In Australia, we primarily see problems with curl grub, armyworm and sod webworm. These guys are at the juvenile stage of their life cycle and find homes in your soil where your lawn roots thrive.
And guess what they eat? Your lawn roots!
And guess what type of roots they like the best? Healthy ones!
These guys can destroy 30cm2 patch of lawn in a single day!
So your beautiful, thriving, healthy lawn can go from a picturesque sanctuary one week, to very sick and dying the next.
What’s a Lawn Grub?
Let's take a look at these main three:
Curl Grubs –
Spot them by their brown head and cream and grey bodies, and by the time you see them they’ll have usually curled up into a ‘C’ shape. Cute? Not really. They are the larvae of beetles, like the African Beetle, a shiny, black beetle that loves to crawl on the top of your grass and chomp away on the underground stems of young plants.
Lawn Armyworm –
Usually found living in the thatch layer of your lawn or on top your lawn to feed on it in the evenings, spot these caterpillars by their green-brown colour. They’re the larvae of the Armyworm moth, a grey, powdery moth that love to feed on grasslands and pastures.
Sod Webworm –
Small caterpillars, also brown-green in colour, and who fully grown can have an orange head and either grey or tan hair on their bodies, these guys can be found feeding on the leaf blades of your lawn at night, and hidden in silky burrows at the base of your lawn during the day. They are the larvae of the Crambus moth, a silvery grey, off-white, slim moth which will fly around your lawn in zigzag patterns dropping their eggs into your precious lawn in the early evening.
In warm, dry spells, lawn grubs are at their happiest.
Aside from spotting them in their larvae or adult form, your lawn will be giving you very clear signals that it's in distress from these pests.

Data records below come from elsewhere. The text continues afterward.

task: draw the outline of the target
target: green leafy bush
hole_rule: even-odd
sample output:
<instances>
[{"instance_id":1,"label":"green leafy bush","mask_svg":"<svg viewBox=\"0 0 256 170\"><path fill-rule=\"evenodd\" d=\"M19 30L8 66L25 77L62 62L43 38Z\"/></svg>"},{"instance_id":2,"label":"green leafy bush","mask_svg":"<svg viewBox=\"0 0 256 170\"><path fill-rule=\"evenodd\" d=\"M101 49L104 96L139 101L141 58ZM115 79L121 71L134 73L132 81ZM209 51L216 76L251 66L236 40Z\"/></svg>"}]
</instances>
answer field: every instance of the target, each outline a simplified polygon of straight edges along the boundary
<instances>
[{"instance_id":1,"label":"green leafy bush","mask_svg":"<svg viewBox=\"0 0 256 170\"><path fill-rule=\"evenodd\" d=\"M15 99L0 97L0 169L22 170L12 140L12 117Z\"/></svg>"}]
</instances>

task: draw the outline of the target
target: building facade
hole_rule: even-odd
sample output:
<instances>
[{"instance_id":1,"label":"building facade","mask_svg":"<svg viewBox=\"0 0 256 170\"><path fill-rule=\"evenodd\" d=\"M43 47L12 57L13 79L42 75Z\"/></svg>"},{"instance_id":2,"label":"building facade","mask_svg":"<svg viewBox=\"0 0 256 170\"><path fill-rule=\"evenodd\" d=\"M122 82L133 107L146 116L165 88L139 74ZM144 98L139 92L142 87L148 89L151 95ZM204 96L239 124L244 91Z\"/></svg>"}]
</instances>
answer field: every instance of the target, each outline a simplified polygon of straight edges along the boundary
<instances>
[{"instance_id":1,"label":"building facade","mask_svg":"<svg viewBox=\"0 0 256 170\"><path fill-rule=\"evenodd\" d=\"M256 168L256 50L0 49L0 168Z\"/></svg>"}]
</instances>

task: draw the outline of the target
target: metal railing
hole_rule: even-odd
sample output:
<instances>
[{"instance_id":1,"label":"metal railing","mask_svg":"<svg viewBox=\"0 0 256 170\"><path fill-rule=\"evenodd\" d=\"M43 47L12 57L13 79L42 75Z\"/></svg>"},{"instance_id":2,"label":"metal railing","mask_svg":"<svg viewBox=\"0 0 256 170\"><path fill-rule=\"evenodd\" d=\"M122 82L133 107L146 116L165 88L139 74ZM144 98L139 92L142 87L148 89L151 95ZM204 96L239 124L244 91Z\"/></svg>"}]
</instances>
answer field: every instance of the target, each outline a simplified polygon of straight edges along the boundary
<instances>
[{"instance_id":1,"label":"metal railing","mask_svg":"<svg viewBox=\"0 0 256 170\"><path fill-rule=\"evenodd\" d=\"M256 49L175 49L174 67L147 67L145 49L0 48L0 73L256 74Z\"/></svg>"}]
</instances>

The damage is similar no matter which grub is troubling your lawn: patches of lawn turning yellow, brown and then dying, that grown bigger and spread across your lawn as the infestation worsens. Because these are root-eating grubs, you can find your turf may have a spongy feel when stepped on, it can be loosened and come away easily, and, at its worst, can even be rolled back like a carpet!
How to Get Rid of Lawn Grubs
If you have signs of grubs but haven’t seen what sort you have, or if you’re concerned you may have different varieties of lawn grubs over time, a combination lawn insecticide is for you: one product, many grub types.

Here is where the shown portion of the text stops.